They saw it against the north-eastern horizon. From the base of the hills on which they stood a broad valley spread out generously.

Marking the valley's northern boundary some half-dozen miles away, thrown up against the sky like a bulwark, was a long broken ridge like a wall of cliff, an embankment stained the many colours of the south-west; red it looked in streaks and yellow and orange and even lavender and pale elusive green. It swept in a broad, irregular curve about the further level lands; it was carved and notched along its crest into strange shapes, here thrusting upward in a single needle-like tower, there offering to the clear sky a growth like a monster toadstool, again notched into saw-tooth edges.

'And here,' said Howard, his voice eloquent of his pride of ownership, 'my valley lands. From Last Ridge to the hills across yonder, from those hills as far as you can see to the south, mile after mile of it, it's mine, by the Lord! That is,' he amended with a slow smile under Helen's amazed eyes, 'when I get it all paid for! And there,' he continued, pointing this time to something white showing through the green of a grove upon a meadow land far off toward the southern rim of the valley, 'there is home. You'll know the way; I'm only twelve or fifteen miles from the Ridge, and so, you see, we're next-door neighbours.'

To Helen, as she gazed whither his finger led, came a strange, unaccustomed thrill. For the first time she felt the glory, and forgot the discomfort, of the hot sun and the hot land. There was a man's home; set apart from the world and yet sufficient unto itself; here was a man's holding, one man's, and it was as big and wide as a king's estate. She looked swiftly at the tall man at her side; it was his or would be his. And he need not have told her; what she had read in the timbre of his voice she saw written large in his eyes; they were bright with the joy of possession.

'Neighbours, folks,' he was saying. 'So let's begin things in neighbourly style. Come on home with me now; stick over a day or so resting up. Then I'll send a wagon and a couple of the boys over to the ridge with you and they'll lend you a hand at digging in for the length of your stay. It's the sensible thing,' he insisted argumentatively as he saw how Longstreet's gaze grew eager for the Ridge. 'And I'd consider it an honour, a high honour.'

'You are extremely kind, sir,' said Longstreet hesitatingly. 'But----'

'Come on,' cut in Howard warmly, his hand on the older man's shoulder.

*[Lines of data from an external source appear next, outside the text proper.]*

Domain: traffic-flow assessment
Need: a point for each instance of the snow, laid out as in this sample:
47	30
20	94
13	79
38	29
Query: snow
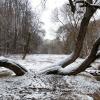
47	87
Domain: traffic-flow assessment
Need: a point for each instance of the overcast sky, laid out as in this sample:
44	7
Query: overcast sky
49	26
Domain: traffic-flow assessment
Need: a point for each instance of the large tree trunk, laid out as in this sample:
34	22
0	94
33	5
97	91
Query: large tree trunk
80	39
15	67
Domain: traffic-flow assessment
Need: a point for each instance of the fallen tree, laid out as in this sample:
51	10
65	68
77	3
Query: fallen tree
15	67
66	66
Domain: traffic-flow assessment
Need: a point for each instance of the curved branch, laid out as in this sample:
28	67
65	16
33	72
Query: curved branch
16	68
86	63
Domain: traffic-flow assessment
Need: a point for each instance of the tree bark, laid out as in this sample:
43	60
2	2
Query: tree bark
80	39
90	59
16	68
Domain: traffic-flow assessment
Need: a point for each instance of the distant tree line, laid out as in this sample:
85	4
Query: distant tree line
19	28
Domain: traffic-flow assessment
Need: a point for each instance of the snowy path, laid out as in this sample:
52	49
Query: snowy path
47	87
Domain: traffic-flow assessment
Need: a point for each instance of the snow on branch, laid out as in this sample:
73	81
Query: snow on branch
87	4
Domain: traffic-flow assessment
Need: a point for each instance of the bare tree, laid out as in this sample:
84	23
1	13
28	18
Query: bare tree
90	10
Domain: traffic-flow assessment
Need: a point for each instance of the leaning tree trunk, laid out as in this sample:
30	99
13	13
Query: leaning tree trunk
80	39
15	67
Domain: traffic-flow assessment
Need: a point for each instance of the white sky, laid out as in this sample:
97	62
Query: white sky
49	26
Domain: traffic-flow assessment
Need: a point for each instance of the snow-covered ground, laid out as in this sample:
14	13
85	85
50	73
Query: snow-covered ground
33	86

'Just as a favour to me, neighbour. Everything's plain out our way; nothing fancy. But I've got clean beds to sleep in and the kitchen store-room's full and---- Why, man, I've even got a bathtub! Come ahead; be a sport and take a chance.'

Longstreet smiled; Helen watched him questioningly. Suddenly she realized that she was a trifle curious about Alan Howard; bath and clean beds did tempt her weary body, and besides there would be a certain interest in looking in upon the stranger's establishment. She wondered for the first time if there were a young Mrs. Howard awaiting him?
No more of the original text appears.